Виктор Шендерович: Это как на корню скупают в Бразилии талантливых ребятишек, потом один Рональдиньо и 150, которые так...



Владимир Фенченко: А с точки зрения отдачи и того, как мы сотрудничаем с той же Америкой, я лично горжусь работой, наши студент из той же группы, где Саша Котт учился, Андрей Ковун. Впервые в истории советского и российского телевидения, впервые его малый сериал добился номинации «Эмми» – это фильмы «Курсанты». При этом не какая-то дешевка – это фильм классный. Это воспоминания Пети Тодоровского, замечательная трогательная история войны. Понимаешь, да? И там она вдруг тоже была востребована, как ни странно.



Виктор Шендерович: Это мы вернулись к разговору о простых историях.



Владимир Фенченко: О простых историях и о ремесле, я, извини меня, к этому возвращаюсь. Вот он это сделал, он мог это сделать. Потом он сделал «Охоту на Пиранью», ироническую, извини меня, такую историю, псевдо, вернее, абсолютно а-ля Джеймс Бонд. Прелестно, неглупо на самом деле.
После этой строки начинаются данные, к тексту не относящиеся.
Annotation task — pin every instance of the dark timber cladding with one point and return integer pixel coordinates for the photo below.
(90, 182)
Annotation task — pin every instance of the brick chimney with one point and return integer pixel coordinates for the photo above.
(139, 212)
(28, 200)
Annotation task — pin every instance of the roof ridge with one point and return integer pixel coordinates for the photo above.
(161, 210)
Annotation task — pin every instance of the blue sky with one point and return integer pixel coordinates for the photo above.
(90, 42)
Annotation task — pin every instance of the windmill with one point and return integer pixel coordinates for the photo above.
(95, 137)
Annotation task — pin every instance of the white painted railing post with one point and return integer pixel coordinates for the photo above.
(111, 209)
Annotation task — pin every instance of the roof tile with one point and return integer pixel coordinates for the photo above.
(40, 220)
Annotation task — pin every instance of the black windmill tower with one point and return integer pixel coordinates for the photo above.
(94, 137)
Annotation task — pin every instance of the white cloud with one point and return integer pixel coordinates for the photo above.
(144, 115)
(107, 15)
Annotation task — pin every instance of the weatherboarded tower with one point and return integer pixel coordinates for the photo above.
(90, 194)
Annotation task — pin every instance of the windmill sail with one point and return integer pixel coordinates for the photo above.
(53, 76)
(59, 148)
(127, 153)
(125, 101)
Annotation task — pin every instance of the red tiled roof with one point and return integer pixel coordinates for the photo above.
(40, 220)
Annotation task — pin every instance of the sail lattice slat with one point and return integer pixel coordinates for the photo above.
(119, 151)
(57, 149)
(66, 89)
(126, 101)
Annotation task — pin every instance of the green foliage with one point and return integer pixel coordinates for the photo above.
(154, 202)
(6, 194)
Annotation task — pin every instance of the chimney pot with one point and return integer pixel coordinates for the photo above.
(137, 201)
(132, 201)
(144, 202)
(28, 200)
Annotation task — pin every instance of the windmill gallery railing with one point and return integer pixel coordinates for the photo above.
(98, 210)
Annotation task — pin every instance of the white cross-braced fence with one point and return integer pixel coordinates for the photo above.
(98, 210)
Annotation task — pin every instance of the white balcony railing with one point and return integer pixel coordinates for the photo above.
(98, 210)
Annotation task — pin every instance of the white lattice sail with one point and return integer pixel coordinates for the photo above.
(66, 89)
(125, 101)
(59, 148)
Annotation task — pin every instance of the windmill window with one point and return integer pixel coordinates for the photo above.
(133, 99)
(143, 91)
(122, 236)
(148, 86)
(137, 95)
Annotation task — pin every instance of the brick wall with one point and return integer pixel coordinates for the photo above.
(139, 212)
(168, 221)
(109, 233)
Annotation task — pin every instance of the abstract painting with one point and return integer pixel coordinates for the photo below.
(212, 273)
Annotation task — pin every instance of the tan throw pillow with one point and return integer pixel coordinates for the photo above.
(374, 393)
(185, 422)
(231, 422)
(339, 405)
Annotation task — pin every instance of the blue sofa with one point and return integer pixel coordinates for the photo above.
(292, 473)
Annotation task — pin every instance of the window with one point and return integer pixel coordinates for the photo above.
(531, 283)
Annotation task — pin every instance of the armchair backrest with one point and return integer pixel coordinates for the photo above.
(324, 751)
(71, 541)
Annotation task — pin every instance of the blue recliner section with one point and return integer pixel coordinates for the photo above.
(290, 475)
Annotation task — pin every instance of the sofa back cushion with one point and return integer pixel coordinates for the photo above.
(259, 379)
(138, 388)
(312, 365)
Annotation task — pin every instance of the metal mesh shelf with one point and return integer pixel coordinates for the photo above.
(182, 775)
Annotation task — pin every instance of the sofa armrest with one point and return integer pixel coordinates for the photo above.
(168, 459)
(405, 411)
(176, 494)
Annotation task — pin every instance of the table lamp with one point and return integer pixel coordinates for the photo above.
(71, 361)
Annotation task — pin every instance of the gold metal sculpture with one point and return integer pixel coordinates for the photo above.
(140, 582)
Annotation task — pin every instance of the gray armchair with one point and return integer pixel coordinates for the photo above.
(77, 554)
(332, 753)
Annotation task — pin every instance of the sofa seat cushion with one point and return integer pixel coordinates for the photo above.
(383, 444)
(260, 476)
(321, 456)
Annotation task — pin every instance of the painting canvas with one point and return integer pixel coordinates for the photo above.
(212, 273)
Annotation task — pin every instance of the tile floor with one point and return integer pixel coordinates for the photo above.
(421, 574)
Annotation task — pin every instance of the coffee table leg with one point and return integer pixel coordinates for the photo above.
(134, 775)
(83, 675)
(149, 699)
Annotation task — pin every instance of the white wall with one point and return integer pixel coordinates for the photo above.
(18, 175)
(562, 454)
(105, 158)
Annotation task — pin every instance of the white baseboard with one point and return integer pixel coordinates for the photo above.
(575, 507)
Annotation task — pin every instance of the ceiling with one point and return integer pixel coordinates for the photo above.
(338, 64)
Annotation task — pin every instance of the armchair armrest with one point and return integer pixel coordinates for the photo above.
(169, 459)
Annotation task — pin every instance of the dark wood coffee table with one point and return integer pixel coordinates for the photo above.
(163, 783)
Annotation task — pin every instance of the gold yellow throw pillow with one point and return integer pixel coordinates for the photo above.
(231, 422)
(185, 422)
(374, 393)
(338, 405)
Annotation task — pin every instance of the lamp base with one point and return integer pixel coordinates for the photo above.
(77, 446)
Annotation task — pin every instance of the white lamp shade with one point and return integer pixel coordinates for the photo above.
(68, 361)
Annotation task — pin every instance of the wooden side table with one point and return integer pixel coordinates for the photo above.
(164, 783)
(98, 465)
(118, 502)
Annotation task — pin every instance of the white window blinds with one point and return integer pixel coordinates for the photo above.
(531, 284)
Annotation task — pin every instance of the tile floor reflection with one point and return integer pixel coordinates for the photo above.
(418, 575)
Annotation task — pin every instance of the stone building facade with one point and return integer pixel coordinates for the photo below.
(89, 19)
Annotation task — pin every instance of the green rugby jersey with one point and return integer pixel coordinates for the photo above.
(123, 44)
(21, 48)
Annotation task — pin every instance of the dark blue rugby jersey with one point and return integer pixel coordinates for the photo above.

Виктор Шендерович: К вопросу о том, где кончается ремесло и начинается искусство. Вы пытаетесь учить законам интонации или это отдается на откуп ощущению? То есть, условно говоря, формулируете ироничное «а-ля», есть какие-то приемы, которым вы обучаете или это вопрос полностью творческий?



Владимир Фенченко: Это абсолютно творческий. Более того, пока мы учимся, он может быть и не знает, что он такое кино будет снимать. Он к тому придет потом. Это в процессе жизни, работы и так далее.



Виктор Шендерович: Инструментарий гэга, например, если говорить о гэге.



Владимир Фенченко: Гэг и ирония – это разные вещи. Гэг есть гэг. А что инструментарий? Смотри – они делают просто. Например, такое упражнение есть: сними мне одного и того же человека, он делает одно и то же действо, но сними так, чтобы это действие он делал так, чтобы я понял, что это три разных характера. Камера статична, один и тот же персонаж, ничего не меняется вроде, а сделай так, чтобы менялось и чтобы я видел, что это режиссура.



Виктор Шендерович: Собственно говоря, режиссура в этом и есть – в отборе.



Владимир Фенченко: Не только в отборе. Герой один и тот же. Дело в том, что порой мне гораздо труднее объяснять ему: ты понимаешь, у него такое положение, жена беременная. А ты просто говоришь: старик, ты знаешь, давай причешись по-другому. И если это актер чуткий, он понял: да, это другой герой, он так причесывается. Все, ему не надо ничего другого.



Виктор Шендерович: Да, актеры, они вербальные люди.



Владимир Фенченко: Конечно, ему проще иногда. Но для этого нужен режиссер, который придумает это, как передать актеру на невербальном уровне. По-моему, это нормально.



Виктор Шендерович: Да, это и есть, собственно говоря, профессия.



Владимир Фенченко: Ремесло – это и есть ремесло.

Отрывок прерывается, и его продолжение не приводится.